Rodolfo Rubio Salas, an immigration professor at El Colegio de Chihuahua in Ciudad Juárez, said that what Texas is doing political theater to appease its base.

“The idea is: ‘We are doing something that the federal government should be doing,’ ” he said. “Whether this is enforceable — it’s most likely not — it would get the political gains that they are seeking.”

Kristen Etter, the incoming director of policy and legal services at the Texas Immigration Law Council, said the legislation could lead to violations of migrants’ civil rights. She said police throughout Texas could use the law to target anyone who can’t prove they are in the U.S. legally, including legal immigrants who may not have their papers handy when stopped by the police.

“If the bill was supposed to be limited to the border, then why not just say that? Why not make it clear that this only applies within one mile of the border, 10 miles of the border or, 100 miles of the border?
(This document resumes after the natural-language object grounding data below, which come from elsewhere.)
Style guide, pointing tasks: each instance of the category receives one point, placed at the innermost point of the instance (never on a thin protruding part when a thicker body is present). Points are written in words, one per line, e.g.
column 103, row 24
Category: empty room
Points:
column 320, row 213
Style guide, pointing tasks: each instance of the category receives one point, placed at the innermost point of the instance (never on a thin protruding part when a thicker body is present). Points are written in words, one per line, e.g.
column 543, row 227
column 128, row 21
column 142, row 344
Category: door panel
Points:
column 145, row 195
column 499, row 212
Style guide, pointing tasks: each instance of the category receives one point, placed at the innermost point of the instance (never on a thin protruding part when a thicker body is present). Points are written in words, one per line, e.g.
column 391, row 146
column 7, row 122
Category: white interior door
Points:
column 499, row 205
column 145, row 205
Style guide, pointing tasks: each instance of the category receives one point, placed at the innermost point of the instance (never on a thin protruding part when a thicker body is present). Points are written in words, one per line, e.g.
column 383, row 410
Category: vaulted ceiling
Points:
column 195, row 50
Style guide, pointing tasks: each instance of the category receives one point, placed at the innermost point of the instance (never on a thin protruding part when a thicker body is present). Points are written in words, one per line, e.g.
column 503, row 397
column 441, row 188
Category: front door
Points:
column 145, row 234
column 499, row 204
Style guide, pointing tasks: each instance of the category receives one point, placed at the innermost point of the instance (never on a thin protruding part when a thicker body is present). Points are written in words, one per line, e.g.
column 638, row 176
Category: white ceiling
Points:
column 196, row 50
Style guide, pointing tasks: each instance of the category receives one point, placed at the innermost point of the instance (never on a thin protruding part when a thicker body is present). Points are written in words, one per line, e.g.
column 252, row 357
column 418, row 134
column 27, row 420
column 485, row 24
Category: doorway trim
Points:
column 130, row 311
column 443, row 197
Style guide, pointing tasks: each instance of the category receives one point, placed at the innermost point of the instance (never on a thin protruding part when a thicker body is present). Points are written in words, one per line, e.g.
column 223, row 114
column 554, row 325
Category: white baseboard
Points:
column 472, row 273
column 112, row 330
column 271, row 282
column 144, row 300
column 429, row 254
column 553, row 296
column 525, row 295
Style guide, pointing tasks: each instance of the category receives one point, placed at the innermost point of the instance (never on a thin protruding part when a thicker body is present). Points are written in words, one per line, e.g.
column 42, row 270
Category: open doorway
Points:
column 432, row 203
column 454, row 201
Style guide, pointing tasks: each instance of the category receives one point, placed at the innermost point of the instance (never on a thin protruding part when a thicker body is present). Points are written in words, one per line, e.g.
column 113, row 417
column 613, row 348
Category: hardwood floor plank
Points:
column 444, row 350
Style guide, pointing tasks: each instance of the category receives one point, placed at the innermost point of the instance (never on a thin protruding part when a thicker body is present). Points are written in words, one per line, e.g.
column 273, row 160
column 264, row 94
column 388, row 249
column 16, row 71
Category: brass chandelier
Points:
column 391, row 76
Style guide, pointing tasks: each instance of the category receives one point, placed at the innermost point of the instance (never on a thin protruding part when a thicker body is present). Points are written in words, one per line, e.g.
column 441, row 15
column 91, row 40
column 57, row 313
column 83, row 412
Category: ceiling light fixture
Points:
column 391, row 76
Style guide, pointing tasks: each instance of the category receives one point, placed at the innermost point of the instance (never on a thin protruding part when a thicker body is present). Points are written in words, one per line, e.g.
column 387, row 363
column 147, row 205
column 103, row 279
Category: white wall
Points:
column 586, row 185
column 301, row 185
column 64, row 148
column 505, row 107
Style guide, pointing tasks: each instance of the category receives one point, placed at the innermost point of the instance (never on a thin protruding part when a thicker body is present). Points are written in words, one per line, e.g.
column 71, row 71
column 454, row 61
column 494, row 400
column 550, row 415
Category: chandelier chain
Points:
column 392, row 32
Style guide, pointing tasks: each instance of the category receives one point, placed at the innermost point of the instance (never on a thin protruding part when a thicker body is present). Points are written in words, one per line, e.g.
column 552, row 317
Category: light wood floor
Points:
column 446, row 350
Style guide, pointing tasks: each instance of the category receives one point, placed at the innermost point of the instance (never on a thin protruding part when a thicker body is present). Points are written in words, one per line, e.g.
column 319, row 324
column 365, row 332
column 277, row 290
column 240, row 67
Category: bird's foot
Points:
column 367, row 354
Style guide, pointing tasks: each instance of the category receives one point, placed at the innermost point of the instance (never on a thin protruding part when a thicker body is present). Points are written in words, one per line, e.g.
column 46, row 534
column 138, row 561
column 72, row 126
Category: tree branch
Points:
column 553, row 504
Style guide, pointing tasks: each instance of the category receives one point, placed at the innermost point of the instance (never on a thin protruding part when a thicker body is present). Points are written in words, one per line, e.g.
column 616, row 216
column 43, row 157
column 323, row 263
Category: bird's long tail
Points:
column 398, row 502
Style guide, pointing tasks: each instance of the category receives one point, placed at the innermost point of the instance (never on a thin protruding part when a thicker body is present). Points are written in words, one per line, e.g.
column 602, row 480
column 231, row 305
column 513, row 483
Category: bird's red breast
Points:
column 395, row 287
But they don't,” she said. “And it's because they want it to apply statewide and it will be.”

She said that holding someone after they serve their sentence — as the latest bills propose — is illegal unless U.S. Immigration and Customs Enforcement asks a local jail or prison to hold the person for them.

Andrew Henderickson, government relations coordinator with the American Civil Liberties Union of Texas, said a state prosecution could hinder migrants from qualifying for asylum.

Under federal law, a person who enters the country, regardless of whether they did it legally or illegally, has up to a year to apply for asylum.

“I think it just shows another example of how when you have these state laws that are attempting to interact with federal immigration law it just gets complicated very quickly,” he said.